A 2024 Prediction: Sentient AI Won't Destroy the World, That’s a Job for Humans

Despite alarming headlines, why I’m more worried about evil humans with AI than about evil AI

It's been about a year since ChatGPT brought generative AI into mainstream awareness.  Despite impressive results from Large Language Models and diffusion based images, coupled with recent claims of advances toward achieving independently thinking "general AI", we are not on the precipice of AI taking over and destroying humanity.  

A fairly safe bet is that in 2024, smart computers won't decide to rid themselves of pesky humans by launching nukes.  I'm not saying computers can’t be wired up to try to guess launch codes, only that we aren't likely configure them to do that (we haven't thought that was a good idea to date) and AI lacks the ability to independently decide to do so today and in the foreseeable future. 

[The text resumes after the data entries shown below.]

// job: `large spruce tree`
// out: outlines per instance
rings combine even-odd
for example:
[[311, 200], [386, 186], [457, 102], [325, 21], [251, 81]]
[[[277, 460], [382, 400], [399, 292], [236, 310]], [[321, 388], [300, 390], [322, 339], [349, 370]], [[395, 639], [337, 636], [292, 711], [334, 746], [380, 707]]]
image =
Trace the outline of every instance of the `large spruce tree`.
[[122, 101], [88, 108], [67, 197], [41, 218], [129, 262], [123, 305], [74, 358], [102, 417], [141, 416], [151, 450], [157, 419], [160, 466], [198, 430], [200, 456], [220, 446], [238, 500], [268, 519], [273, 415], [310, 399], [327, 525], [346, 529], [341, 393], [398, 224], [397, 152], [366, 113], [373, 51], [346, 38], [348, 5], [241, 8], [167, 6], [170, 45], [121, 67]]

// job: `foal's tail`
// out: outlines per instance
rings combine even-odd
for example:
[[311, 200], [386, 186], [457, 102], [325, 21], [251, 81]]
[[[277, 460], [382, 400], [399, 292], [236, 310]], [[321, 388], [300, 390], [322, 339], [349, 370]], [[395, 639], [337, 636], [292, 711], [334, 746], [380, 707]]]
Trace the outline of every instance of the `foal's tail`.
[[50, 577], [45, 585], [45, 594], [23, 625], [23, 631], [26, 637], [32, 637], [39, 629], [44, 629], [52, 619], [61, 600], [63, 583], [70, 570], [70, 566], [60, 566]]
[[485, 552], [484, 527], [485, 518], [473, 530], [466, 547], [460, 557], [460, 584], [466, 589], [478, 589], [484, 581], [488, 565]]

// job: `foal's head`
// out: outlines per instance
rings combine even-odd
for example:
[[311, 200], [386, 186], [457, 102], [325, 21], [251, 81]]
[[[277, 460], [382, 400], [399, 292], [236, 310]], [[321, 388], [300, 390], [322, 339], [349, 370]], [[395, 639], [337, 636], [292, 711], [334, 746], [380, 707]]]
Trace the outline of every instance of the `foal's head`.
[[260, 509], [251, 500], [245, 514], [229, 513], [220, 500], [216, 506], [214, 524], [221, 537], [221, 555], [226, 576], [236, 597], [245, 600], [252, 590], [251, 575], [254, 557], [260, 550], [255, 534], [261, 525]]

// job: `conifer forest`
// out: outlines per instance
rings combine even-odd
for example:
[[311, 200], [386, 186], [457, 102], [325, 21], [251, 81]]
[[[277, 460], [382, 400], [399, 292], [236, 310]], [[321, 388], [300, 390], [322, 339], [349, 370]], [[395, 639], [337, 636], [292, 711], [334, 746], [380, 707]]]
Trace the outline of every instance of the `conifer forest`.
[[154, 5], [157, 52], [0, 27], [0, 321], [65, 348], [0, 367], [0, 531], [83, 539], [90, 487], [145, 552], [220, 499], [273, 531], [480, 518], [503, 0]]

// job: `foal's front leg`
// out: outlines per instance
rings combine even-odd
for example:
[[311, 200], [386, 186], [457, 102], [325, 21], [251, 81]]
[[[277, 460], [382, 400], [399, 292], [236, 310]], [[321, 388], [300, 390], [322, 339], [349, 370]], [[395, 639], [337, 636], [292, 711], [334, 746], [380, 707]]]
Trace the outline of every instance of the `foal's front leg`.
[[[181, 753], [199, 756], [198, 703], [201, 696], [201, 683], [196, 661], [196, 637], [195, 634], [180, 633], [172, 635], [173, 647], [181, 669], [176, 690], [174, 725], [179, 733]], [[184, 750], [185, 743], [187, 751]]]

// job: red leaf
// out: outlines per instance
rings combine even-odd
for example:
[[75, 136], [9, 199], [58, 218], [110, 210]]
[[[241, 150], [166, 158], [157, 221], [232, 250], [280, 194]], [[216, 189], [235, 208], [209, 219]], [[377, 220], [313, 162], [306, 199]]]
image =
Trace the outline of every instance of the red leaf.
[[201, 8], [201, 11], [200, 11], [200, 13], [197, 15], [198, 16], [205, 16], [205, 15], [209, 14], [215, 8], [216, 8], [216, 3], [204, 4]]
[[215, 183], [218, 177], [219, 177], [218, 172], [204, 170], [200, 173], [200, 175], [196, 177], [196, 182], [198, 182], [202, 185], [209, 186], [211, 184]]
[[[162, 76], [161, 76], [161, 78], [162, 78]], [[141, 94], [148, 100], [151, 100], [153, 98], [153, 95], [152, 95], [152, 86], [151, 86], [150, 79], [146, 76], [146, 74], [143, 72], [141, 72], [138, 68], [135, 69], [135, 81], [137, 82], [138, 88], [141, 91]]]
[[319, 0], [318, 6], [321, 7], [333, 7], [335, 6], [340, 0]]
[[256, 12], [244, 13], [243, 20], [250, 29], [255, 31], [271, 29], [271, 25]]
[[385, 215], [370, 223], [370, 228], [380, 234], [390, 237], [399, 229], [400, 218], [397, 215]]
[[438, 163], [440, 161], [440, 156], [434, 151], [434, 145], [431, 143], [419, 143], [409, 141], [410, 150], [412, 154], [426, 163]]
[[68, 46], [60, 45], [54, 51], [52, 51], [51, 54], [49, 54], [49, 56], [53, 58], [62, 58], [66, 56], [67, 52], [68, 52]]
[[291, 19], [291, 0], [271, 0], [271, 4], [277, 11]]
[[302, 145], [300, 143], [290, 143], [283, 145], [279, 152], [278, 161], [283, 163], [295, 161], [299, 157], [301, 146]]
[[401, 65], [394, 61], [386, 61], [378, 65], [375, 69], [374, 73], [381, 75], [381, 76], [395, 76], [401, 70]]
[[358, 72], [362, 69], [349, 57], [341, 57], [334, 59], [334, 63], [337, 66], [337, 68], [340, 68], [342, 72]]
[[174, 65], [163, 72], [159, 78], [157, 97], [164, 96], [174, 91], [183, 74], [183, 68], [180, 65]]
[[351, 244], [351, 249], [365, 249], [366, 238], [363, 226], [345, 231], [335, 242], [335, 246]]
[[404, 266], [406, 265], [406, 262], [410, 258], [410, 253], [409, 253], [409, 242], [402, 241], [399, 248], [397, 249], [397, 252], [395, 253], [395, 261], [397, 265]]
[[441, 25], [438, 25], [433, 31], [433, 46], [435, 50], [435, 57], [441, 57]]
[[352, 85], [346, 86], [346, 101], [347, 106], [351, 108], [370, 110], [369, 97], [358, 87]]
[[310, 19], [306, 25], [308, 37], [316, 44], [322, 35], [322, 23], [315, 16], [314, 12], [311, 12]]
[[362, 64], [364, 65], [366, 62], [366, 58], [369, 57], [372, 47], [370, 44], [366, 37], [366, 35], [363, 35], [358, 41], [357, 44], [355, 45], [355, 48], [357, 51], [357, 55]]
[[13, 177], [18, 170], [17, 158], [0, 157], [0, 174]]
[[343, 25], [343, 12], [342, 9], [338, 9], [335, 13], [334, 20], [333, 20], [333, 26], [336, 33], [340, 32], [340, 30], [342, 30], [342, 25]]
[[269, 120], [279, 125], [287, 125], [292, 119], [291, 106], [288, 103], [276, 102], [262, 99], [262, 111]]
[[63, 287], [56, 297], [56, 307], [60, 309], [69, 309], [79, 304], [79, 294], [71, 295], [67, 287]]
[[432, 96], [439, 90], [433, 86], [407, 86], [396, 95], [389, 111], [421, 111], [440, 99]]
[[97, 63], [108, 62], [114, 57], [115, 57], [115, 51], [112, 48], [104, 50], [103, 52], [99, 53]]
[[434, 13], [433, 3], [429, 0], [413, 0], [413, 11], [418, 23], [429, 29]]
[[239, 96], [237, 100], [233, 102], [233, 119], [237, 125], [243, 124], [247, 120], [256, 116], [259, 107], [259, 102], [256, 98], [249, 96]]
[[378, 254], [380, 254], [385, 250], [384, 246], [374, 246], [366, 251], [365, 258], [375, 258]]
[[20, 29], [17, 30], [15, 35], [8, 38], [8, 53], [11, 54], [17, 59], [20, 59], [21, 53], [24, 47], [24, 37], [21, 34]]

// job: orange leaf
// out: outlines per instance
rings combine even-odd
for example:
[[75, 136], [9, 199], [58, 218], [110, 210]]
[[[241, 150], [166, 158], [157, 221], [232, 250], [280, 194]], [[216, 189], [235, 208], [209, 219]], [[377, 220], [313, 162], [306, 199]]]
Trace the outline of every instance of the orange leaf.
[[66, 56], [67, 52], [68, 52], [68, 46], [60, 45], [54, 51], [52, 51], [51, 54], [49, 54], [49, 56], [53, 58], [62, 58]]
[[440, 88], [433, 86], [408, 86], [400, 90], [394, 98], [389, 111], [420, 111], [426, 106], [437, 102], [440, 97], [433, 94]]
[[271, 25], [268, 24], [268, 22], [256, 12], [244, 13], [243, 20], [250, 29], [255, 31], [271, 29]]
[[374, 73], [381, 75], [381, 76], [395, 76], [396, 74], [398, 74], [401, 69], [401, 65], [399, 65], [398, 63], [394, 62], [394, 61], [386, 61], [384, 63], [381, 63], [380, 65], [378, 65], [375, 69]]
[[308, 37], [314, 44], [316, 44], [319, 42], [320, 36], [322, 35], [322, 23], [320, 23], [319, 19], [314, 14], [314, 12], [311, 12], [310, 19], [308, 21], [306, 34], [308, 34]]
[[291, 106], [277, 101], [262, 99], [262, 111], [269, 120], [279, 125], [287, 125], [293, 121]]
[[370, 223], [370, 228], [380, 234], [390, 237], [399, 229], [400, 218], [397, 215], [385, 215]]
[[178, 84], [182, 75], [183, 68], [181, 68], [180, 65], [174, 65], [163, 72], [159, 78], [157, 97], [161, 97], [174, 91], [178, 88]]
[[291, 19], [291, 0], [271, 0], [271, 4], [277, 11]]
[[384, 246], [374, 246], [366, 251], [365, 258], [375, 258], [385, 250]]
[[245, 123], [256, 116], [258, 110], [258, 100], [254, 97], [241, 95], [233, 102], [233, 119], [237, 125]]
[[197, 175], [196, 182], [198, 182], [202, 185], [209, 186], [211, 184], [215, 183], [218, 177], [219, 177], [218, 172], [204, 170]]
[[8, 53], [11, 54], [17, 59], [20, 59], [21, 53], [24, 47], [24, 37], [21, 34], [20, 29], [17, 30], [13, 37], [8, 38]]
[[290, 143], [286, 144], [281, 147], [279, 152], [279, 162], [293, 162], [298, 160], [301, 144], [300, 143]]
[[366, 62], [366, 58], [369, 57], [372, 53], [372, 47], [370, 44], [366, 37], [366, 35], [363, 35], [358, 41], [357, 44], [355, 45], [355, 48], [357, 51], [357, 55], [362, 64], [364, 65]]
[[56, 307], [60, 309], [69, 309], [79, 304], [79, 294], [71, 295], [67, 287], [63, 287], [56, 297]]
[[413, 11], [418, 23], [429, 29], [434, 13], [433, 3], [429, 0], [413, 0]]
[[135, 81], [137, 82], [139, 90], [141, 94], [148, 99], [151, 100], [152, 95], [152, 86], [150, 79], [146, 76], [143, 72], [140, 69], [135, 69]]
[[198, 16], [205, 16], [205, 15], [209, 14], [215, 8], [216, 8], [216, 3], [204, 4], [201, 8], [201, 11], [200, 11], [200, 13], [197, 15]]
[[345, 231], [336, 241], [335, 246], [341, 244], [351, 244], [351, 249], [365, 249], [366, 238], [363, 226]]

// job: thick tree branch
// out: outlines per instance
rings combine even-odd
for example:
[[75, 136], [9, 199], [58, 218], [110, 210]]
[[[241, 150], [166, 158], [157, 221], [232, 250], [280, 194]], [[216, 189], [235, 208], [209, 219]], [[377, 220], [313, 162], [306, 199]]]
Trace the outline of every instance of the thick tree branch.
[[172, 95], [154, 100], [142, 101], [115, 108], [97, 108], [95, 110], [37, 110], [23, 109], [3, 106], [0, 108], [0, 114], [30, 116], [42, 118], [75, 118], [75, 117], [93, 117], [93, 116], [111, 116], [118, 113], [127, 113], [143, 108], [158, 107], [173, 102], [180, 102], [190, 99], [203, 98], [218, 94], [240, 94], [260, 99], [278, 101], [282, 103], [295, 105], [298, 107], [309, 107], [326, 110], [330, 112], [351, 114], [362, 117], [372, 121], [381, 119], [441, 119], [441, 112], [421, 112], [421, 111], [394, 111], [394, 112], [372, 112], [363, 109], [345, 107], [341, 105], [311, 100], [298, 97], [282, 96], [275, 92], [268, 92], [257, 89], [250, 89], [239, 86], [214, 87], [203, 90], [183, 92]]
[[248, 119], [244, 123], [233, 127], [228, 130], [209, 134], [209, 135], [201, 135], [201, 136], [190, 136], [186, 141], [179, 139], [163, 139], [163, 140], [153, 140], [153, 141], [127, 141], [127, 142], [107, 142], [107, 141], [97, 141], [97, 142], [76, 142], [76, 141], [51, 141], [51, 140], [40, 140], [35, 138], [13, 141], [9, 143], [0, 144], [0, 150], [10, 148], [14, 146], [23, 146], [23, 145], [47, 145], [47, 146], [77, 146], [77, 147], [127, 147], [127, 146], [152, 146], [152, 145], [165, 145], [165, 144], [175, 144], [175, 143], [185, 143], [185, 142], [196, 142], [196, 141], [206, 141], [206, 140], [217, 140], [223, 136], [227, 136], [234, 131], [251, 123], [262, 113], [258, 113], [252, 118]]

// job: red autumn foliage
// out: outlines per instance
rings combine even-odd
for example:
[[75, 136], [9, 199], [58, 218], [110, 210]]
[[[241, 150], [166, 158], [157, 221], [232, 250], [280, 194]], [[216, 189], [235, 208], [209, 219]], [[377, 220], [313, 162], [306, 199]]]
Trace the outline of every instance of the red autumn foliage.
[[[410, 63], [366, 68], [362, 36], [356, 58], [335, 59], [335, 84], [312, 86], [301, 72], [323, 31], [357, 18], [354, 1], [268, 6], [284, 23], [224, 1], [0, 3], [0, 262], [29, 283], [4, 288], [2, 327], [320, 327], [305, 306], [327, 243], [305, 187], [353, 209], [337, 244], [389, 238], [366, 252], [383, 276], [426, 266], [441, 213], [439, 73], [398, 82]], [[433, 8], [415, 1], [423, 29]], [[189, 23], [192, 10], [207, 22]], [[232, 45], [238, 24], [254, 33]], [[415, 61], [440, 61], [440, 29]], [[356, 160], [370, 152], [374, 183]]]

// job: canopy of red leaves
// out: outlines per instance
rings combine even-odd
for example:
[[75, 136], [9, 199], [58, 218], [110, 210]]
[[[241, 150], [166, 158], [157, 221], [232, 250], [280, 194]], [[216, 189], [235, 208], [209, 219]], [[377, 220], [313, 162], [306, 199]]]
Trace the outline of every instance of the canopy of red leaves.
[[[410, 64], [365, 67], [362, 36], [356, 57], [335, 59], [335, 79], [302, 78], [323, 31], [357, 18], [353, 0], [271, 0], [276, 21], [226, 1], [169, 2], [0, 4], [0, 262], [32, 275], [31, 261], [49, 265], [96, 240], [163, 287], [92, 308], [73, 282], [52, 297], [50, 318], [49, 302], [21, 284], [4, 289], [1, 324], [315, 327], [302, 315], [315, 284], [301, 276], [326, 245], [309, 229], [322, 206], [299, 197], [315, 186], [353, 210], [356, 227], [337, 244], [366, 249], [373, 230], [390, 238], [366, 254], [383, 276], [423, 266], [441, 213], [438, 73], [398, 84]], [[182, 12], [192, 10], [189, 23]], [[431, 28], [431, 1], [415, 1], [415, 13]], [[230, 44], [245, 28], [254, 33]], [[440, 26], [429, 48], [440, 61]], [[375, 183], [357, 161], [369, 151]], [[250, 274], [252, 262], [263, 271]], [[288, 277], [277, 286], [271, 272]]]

"But I've used AI and it does think, it can reason and respond", say some.  Not so, it offers the illusion intelligence.  How?  By looking for patterns of words (and bits of words) that appeared adjacent throughout the millions of documents used to train it.  If you ask for an apple pie recipe, it will have seen words like apple and pie and recipe near each other while being trained, and know that they tend to be near words like cinnamon, sugar, apples, bake, 300, degrees, and oven.  The genius of these systems is their ability to do association of billions of "factors" when fed massive amounts of training docs scraped from the Internet.  

It's inference at scale, not reason.  At best, it's what The Economist called "pseudo cognition".

That doesn't mean we are safe from harm caused by this new tool. Any tool can be used for good or evil.  Like a calculator, AI lets humans do things more quickly.  The ability to scale up efforts can be good when trying to cure disease or bad when trying to inflict harm.  AI is already being used to send fraudulent emails by scammers and ransomware attackers, to scan the internet for vulnerabilities to exploit, and to impersonate real people for fake extortion schemes.  We can't stop AI's use by bad actors.  It lets them do what they already do, just faster and at scale.

So what can we do?  Knowing that attackers have tools that scale up their capabilities, we can scale up our ability to detect and defend against them.  In some cases that means putting AI's ability to detect attack patterns to work for us.  In other cases, we can leverage new technologies to know whether the person on the phone or in a video is real and really saying the words we hear.  And we can seek to exploit what Beaumont Vance refers to as the “Achilles heel” of any pattern matching system by introducing nonsense that doesn't match any pattern it's been trained on and observing the result (Beaumont's version of a new Turing test).

My prediction for AI in 2024 is simple. As a tool it will continue to evolve and improve, like any new tech. What it wont do is evolve into an evil consciousness that wants to take over the world. We have plenty of pesky humans for that, who will use AI to amplify what they already do.